# Vizslas on CMT's 'Pick a Puppy' tv show



## Ms1234 (May 14, 2010)

Just wanted to share that on Saturday February 25th, I was flipping through the channels and came across the "Pick a Puppy" tv show on CMT network here in Canada. The family visted a Vizsla breeder, Australian Shepherd breeder and a Golden Retriever breeder, before finally choosing a Vizsla puppy for their family in the end.

The Vizsla breeder was Ray Rowan from Bonneterre Kennels in Lakefield, Ontario.

I'm not generally a fan of this show, as it doesn't provide sufficient information about the breeds, its more of just an 'aww look at the cute puppies' kind of show. My V perked up when she saw those V puppies running across the screen though, lol.


----------



## kristen (Oct 18, 2011)

That's so funny that you mentioned this! My co-worker just came over to tell me that she saw it last night.


----------



## R E McCraith (Nov 24, 2011)

go to dogs 101 on the net and click Vizslas a cute vid on them


----------



## ironman_stittsville (Oct 12, 2011)

Ms1234 said:


> ... The Vizsla breeder was Ray Rowan from Bonneterre Kennels in Lakefield, Ontario...


Hey! That is where Phoebe is from! I'll have to see if I can find that show somewhere, it'll be cool to see. Maybe even see Phoebe's Dad!

Rh.


----------



## Ms1234 (May 14, 2010)

It didn't show the father of the pups, but it did show the mother...her name was Blaze.


----------



## ironman_stittsville (Oct 12, 2011)

I couldn't find the episode on the CMT site, they had Season 1 and Season 2 (up to episode 5 or 6?) posted. Maybe I need to wait a few more days or weeks for it to propagate?
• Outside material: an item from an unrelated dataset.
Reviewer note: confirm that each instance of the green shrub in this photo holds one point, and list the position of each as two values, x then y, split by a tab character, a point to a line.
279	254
I did see Ray and the family on the VizlaVille site: http://vizslavilla.com/

Rh.


----------



## Lindsey1420 (Jan 28, 2012)

R said:


> go to dogs 101 on the net and click Vizslas a cute vid on them



The Vs that they use on Dogs 101 from Animal Planet are Vs from the breeder I got Jack from. (However, that is not why I chose to use the breeder.)


----------



## kristen (Oct 18, 2011)

The episode is on right now in Canada on Rogers channel 38.


----------